A further minor shrug arises because, for Rehab Doll, the band worked with Jack Endino to erase production choices they disliked on the original LP. The problem is this means they’ve removed much of the contrast between the original eight tracks of the LP versus the six eight-track demo versions reiterated here. Sure, there are differences, but I’d be hard pressed to say they were revelatory. The warts ‘n’ all original LP certainly featured some dubious choices, and Endino’s new version is definitely superior, but it makes it hard to hear the developments that drove the band to split up in 1987 or to feel overly enthused by the bonus demos.
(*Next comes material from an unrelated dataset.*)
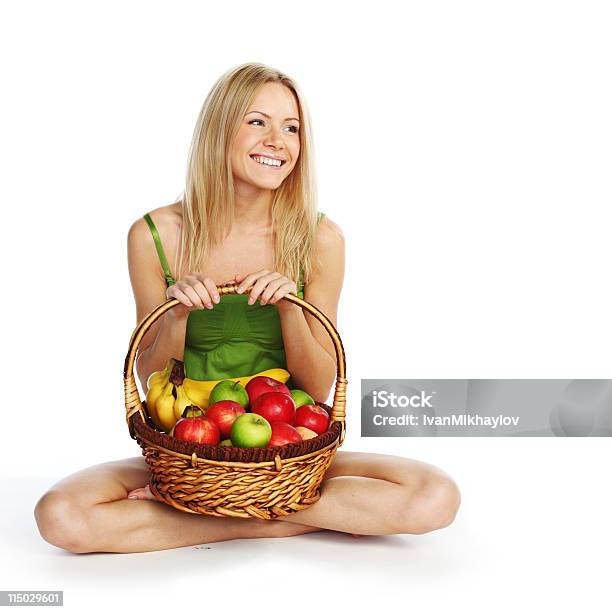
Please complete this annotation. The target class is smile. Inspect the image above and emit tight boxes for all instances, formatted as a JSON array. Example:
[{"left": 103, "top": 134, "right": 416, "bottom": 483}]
[{"left": 250, "top": 154, "right": 286, "bottom": 169}]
It’s fair to say though that the bonus tracks are both solid and generous. The three covers included – “Queen Bitch”, “Ain’t Nothin’ to Do”, and “Ozzie” – all emphasize the limitations to Green River’s horizons: all the songs are great fun but that’s not down to the band who play them all resolutely straight, I was able to listen to “Ozzie” with the original playing simultaneously. There are four entirely unreleased songs, all of which are fully formed examples of Green River’s stock in trade and could fit on any of their releases with little more than the slightest lick of studio paint. The band’s tendency to cannibalize past works is explicit – we see multiple versions of quite a number of songs – and understandable given their brief lifespan and the tiny numbers pressed of their smattering of releases. It’s a mark of the band’s quality that repetition doesn’t kill the vibe – Green River rock and I’ve had both these records on repeat a full week now!
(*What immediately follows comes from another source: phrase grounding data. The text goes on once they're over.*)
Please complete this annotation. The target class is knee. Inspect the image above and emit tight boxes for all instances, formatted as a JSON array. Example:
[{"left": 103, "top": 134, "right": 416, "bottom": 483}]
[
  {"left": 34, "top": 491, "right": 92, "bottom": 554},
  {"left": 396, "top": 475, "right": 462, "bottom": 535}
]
These reissues make clear why Seattle would be the city where the underground crossed over into the mainstream. There are riffs here that would fit any of the Hollywood Boulevard hair metal bands. On “10000 Things” there’s an opening wail from Mark Arm that draws from the same well Axl Rose was channeling on “Back Off Bitch”, a song Guns N’ Roses were demo’ing at Hollywood’s Mystic Sound Studio the same month Green River laid down “10000 Things” in Seattle. In truth, beyond the perennially remarkable Melvins and Soundgarden’s omnivorous tendencies, Seattle’s take on the underground sound of the eighties was the least innovative, weird, exceptional or experimental – which made it perfect for mainstream commercial hard rock audiences. Seattle rocked but with the consistency of a Boeing factory production line – the quirky humor stayed in the live environment and rarely impacted the records.
Green River truly deserve fresh appraisal and rediscovery because their output beats much of what came out of Seattle, out of the alternative rock era overall, and most of the band’s that era influenced too. In terms of Green River’s legacy, Mudhoney emerged in January 1988 and there’s an audible relationship between that band and the raw moments of its predecessor. The mostly forgotten Mother Love Bone meanwhile came up with songs like “Thru Fade Away” that sound like smoother takes on Green River’s sound with the addition of pop and psychedelic elements distilled to mainstream-ready concentrations. It was that concoction that poured into Pearl Jam two years later, not the heady moonshine Green River brewed up half a decade earlier.